Setelah itu 1986 saya tetap melanjutkan pendidikan formal sembari berlatih di sekolah sepak bola. Saya ini juga laris tawaran main tarkam di jalur Pantura bareng pemain-pemain Persib. Mainnya sepanjang Pantura dari Cirebon, Tegal, Brebes, sampai Banyumas. Bayarannya besar satu pertandingan bisa dibayar Rp10 ribu. Dulu waktu sekolah ayah saya kasih jajan Rp500, ini main bola dibayar Rp10ribu per hari.
Nah pas main tarkam itu, salah satu pelatih dari Bandung, Risnandar, dia suka melihat saya main. Dia mengajak saya gabung ke Bandung Raya. Saya terima tawarannya karena dijanjikan melanjutkan sekolah di Bandung. Mulai dari situ saya main di Galatama dan mendapat panggilan memperkuat Timnas Indonesia U-19. Saya menggebrak karena menjadi satu-satunya pemain dari luar Diklat Ragunan yang dipanggil Timnas Indonesia U-19.
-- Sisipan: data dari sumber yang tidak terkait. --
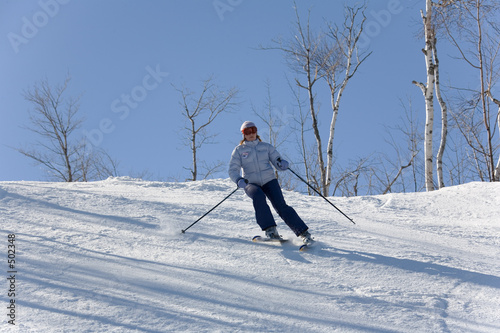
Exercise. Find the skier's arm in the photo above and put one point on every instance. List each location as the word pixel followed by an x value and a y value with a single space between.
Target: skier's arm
pixel 235 166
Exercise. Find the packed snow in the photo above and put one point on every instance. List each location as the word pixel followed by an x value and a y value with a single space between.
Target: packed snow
pixel 109 256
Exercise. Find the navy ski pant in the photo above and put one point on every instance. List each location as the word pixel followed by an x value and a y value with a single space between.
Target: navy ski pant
pixel 265 219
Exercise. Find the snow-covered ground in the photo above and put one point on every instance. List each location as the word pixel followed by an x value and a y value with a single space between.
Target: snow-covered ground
pixel 109 256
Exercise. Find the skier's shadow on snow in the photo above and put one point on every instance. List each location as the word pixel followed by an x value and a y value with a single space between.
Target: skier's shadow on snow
pixel 414 266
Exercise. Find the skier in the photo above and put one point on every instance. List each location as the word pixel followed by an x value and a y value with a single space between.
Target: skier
pixel 258 180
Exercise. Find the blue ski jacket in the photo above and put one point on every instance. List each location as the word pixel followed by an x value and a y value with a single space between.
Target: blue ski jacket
pixel 256 159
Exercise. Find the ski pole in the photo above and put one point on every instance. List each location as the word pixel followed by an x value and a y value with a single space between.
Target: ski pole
pixel 230 194
pixel 321 195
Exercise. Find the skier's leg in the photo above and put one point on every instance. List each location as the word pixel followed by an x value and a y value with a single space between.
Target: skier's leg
pixel 263 213
pixel 272 190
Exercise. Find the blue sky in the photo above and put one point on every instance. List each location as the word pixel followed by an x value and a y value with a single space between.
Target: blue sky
pixel 113 48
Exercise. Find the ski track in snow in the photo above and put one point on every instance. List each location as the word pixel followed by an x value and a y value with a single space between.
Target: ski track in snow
pixel 109 256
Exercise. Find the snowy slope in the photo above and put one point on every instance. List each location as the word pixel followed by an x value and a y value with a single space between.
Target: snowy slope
pixel 109 257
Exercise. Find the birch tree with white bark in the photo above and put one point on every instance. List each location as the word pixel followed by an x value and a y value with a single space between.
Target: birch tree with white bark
pixel 428 92
pixel 343 59
pixel 200 111
pixel 473 28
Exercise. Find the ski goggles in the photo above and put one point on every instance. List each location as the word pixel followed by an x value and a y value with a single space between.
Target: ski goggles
pixel 250 130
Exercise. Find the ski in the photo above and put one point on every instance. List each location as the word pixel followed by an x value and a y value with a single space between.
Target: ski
pixel 260 239
pixel 306 247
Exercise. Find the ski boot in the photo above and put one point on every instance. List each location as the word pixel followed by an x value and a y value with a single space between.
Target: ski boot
pixel 272 233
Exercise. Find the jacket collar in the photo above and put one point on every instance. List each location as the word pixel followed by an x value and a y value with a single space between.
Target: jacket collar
pixel 251 143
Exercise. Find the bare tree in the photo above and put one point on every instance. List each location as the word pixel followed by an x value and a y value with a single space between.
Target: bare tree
pixel 342 60
pixel 54 118
pixel 472 27
pixel 200 112
pixel 428 92
pixel 333 56
pixel 305 57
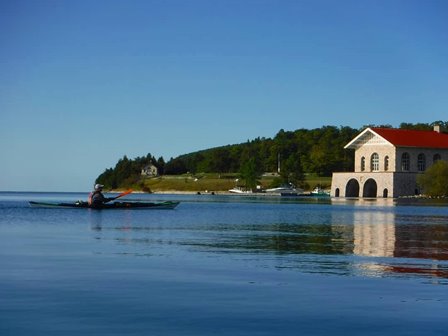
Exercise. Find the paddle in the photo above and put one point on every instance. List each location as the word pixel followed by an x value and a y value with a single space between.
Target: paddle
pixel 121 195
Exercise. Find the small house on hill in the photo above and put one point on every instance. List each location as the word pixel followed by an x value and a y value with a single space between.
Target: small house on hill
pixel 388 161
pixel 150 171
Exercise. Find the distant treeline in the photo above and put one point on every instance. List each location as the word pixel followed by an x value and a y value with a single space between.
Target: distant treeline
pixel 319 151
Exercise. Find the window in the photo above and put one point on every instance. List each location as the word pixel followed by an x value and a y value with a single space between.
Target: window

Setelah itu pada 1988 saya dapat tawaran dari Pelita Jaya dan Arseto Solo. Karena target saya ke timnas senior, makanya saya pilih Pelita Jaya. Sebab Pelita Jaya markasnya di Jakarta yang kemungkinan untuk dipantau timnas lebih besar.
Saya di Pelita Jaya cukup lama hampir delapan tahun. Kemudian karena cedera saya keluar dari Pelita. Setelah itu saya menghubungi Robby Darwis dan Djadjang Nurdjaman untuk menanyakan kesempatan bermain di Persib. Padahal saat itu saya sedang ikut latihan bareng Persita bersama Benny Dolo, tapi saya kurang sreg.
![]() |
Akhirnya Persib menerima saya untuk bergabung pada 1996. Di situ, saya juga membuat gebrakan sebagai pemain pertama dari luar kompetisi internal Persib yang bergabung tim Maung Bandung.
Setelah dari Persib saya pindah-pindah klub. Saya ke PKT Bontang di 2003. Kemudian 2004 saya bawa Persijap promosi dari Divisi Satu ke Divisi Utama. 2005 saya ke Mojokerto Putra, kemudian 2006 sebentar di PSB Bogor cuma ikut latihan. Lalu 2006 saya bawa Persma Manado promosi dari Divisi Satu ke Divisi Utama. Terakhir 2008 saya main di PSSA Asahan.
Kemudian saya pensiun di usia 38 tahun karena memang sudah merasa bosan latihan dan juga saya cedera ACL. Saya puas karena sudah 20 tahun lebih bermain, kemudian sudah pernah juara bersama Pelita Jaya di kompetisi Indonesia dan ASEAN. Saya juga sudah pernah membawa klub promosi.
Cuma kalau karier sebagai pemain Timnas Indonesia saya merasa belum puas karena keburu cedera. Di timnas, saya belum pernah merasakan main di putaran final Piala Asia, meskipun sudah juara SEA Games 1991.